Home Artificial IntelligenceMachine Learning How Can Machine Learning Extend to Archaeology?

How Can Machine Learning Extend to Archaeology?

by datatabloid_difmmk

Spanish scientists collaborated on new research paper published in journal sustainabilityapplies machine learning to archaeology to tackle important problems such as determining the provenance and sustainability of artifacts.

study: A supervised machine learning algorithm for predicting the provenance of archaeological pottery fragmentsImage Credit: Masarik/Shutterstock.com

Improving Archaeological Provenance and Sustainability

Archeology is an important scientific field that uncovers the secrets of the past and helps fill gaps in historical knowledge.

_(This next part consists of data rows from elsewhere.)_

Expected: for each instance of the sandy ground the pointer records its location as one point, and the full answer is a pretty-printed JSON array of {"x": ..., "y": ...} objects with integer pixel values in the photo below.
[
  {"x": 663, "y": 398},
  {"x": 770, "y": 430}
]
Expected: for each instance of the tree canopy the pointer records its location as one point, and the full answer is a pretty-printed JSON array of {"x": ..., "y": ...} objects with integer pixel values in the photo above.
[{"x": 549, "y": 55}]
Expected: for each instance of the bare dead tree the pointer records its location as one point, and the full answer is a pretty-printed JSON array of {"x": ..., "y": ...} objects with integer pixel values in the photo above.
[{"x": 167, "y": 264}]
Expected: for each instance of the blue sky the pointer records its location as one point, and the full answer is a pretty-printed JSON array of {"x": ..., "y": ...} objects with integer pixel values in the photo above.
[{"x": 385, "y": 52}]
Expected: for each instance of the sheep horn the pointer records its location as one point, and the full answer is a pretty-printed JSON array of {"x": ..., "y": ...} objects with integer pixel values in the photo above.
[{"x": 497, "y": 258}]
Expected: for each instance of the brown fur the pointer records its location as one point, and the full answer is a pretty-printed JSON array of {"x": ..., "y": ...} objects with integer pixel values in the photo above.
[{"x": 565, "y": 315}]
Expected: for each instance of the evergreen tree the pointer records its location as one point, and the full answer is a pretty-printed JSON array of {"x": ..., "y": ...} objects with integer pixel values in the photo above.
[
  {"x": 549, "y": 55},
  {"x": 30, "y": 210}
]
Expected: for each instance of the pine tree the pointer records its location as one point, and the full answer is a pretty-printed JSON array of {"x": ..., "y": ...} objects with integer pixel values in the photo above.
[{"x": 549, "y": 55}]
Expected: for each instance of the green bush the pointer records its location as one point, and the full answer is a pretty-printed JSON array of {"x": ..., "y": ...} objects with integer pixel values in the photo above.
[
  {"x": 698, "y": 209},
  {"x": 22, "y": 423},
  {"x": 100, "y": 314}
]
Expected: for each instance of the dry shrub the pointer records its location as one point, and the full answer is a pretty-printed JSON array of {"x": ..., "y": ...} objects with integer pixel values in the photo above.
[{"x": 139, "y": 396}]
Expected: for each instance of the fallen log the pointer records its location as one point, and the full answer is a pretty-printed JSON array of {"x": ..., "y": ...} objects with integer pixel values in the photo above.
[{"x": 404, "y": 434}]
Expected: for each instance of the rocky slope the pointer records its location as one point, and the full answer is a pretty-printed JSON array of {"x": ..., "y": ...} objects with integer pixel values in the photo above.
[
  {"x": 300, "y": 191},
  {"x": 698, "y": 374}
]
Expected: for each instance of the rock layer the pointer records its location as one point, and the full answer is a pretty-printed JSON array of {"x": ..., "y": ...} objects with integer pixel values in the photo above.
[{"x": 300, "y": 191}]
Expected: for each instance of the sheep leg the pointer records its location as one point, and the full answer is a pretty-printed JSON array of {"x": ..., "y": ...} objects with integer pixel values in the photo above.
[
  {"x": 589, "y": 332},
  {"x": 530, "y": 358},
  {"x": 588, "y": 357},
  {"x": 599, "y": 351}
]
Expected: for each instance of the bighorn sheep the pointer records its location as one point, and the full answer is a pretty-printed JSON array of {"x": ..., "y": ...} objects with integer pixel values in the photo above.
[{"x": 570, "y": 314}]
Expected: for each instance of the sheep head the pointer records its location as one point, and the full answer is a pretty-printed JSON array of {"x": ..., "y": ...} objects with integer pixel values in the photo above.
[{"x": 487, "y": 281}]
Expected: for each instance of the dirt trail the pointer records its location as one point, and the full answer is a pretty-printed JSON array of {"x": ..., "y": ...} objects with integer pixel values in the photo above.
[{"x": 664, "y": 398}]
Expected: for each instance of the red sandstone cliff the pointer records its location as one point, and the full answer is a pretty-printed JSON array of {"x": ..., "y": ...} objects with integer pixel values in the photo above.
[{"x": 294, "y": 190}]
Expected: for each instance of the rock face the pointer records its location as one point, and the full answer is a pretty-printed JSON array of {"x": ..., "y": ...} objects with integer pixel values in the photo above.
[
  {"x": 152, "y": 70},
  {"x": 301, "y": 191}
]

There are still challenges that must be overcome to provide data that enhance the context of findings in the record.

A key issue in the field of archaeology concerns the provenance and sustainability of artifacts. The most common artifacts found in archaeological excavations are pottery fragments, which can provide a wealth of information such as age, evidence of cultural ties, knowledge exchange, and production techniques.

There is a whole field of archeology that investigates the physiological and geochemical analysis of artifacts, mainly pottery fragments, to uncover their provenance. Archeology is the application of scientific and technical methods in the field of archaeological research.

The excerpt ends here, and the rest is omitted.